Plenty of people did though, including her team at Fit NHB in Albuquerque, the squad that is home to UFC welterweight Tim Means and that launched the careers of Carlos Condit and Ray Borg. Head coach Tom Vaughn, not one for beating around the bush or having his charges go into fights half-prepared, was understanding of where Montano was at, but he also wanted to make it clear that he felt she had the potential to succeed at the elite level of the sport.
NEXT WEEK! @Ealvarezfight chooses @LaurenMurphyMMA to fight next vs. @NRMontano! Who will win? https://t.co/uQMDeotFPY
— The Ultimate Fighter (@UltimateFighter) September 14, 2017
“A lot of the time, people would believe in me more than I would believe in myself, and that was the extra push that I needed at times.”

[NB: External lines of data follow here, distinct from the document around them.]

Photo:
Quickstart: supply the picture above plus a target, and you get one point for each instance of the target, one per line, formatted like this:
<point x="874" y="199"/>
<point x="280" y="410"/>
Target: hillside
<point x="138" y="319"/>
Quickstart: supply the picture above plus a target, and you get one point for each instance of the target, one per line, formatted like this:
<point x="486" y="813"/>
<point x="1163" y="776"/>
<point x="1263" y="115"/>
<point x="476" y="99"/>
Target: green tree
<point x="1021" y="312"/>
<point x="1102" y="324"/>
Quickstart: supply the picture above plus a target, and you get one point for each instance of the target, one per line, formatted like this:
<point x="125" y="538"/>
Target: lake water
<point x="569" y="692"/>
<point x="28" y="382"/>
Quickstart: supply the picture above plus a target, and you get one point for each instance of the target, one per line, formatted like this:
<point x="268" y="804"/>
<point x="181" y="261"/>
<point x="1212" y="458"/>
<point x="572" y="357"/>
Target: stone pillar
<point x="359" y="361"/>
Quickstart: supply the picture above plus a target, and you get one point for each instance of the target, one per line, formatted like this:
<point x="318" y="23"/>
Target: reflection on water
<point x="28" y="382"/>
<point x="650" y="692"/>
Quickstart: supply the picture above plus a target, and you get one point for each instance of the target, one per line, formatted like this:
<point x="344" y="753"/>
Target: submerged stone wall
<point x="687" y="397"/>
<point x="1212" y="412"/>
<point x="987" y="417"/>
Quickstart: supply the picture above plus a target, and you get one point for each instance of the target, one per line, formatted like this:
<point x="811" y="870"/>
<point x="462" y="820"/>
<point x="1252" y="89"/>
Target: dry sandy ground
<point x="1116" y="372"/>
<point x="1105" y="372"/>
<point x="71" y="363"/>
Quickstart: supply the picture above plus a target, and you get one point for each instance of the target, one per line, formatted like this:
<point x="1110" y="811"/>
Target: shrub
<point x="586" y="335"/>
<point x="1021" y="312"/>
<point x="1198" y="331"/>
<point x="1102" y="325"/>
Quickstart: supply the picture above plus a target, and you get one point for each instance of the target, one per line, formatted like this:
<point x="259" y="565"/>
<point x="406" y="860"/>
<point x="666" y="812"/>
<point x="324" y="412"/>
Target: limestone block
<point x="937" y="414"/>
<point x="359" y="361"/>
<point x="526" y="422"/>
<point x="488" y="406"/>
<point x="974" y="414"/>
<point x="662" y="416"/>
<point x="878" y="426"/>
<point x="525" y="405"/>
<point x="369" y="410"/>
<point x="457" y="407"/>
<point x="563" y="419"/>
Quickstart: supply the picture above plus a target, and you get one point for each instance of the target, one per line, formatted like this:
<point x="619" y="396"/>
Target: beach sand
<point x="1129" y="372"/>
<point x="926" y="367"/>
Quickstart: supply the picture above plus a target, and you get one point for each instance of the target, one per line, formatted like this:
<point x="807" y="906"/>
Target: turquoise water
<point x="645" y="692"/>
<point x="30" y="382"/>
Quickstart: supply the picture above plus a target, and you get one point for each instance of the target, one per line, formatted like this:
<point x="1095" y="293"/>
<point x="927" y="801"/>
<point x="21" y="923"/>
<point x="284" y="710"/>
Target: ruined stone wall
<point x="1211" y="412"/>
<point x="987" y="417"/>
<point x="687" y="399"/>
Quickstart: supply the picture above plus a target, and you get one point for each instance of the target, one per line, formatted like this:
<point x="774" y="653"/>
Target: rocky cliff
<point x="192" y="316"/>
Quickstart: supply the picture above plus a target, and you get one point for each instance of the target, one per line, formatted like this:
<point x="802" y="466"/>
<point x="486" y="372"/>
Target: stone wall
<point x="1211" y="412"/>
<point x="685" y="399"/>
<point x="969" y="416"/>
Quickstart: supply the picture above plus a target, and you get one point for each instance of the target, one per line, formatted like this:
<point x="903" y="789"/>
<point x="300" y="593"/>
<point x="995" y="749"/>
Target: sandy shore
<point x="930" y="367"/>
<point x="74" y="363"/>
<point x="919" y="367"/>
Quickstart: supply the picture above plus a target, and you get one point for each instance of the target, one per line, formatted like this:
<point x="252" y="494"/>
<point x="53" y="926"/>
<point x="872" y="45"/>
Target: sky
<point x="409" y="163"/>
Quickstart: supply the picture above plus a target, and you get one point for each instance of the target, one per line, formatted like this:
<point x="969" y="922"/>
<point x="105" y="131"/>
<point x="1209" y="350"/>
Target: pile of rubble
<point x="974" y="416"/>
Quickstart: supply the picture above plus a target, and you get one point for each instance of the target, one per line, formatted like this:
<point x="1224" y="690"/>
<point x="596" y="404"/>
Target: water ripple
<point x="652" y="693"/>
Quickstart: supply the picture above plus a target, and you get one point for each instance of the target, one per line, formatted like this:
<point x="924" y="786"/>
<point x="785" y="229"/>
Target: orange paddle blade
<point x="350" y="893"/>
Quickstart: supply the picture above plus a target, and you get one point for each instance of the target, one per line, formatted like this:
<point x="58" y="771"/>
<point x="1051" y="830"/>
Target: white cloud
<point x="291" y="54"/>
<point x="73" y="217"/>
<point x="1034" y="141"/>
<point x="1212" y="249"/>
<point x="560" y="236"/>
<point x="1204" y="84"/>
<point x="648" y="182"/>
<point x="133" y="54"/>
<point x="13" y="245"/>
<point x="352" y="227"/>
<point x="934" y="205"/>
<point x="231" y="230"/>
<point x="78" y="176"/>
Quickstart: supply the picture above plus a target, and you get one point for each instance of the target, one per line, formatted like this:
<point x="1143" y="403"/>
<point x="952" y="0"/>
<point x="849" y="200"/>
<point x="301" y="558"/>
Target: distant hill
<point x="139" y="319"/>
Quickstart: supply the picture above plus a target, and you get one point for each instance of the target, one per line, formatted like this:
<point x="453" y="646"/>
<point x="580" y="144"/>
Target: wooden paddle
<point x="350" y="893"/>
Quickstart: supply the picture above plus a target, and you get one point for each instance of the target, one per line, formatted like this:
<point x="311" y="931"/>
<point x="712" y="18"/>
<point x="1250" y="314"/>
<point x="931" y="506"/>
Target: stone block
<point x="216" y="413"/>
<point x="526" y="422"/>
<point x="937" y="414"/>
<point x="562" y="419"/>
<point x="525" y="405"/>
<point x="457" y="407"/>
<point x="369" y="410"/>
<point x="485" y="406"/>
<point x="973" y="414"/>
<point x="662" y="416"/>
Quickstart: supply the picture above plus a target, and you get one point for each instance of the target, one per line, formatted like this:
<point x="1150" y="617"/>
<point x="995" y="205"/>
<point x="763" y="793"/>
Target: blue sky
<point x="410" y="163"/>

Montano made it through the tryout, and when it was over, she was told that those who made it to the TUF house wouldn’t be competing for a UFC contract. They would be competing for a UFC title.
“Oh my goodness, I should probably get serious,” she said of her initial reaction to the news. “If I make it into the house, we’ll all be fighting for the belt. So you’re here to win it. Otherwise, what are you doing here?”
The reluctant warrior is now four wins away from a championship. And for the record, Nicco Montano is all-in on this whole fighting thing.
“Oh yeah, I’m in it,” she said. “I’m more than capable of hanging with the best at this point.”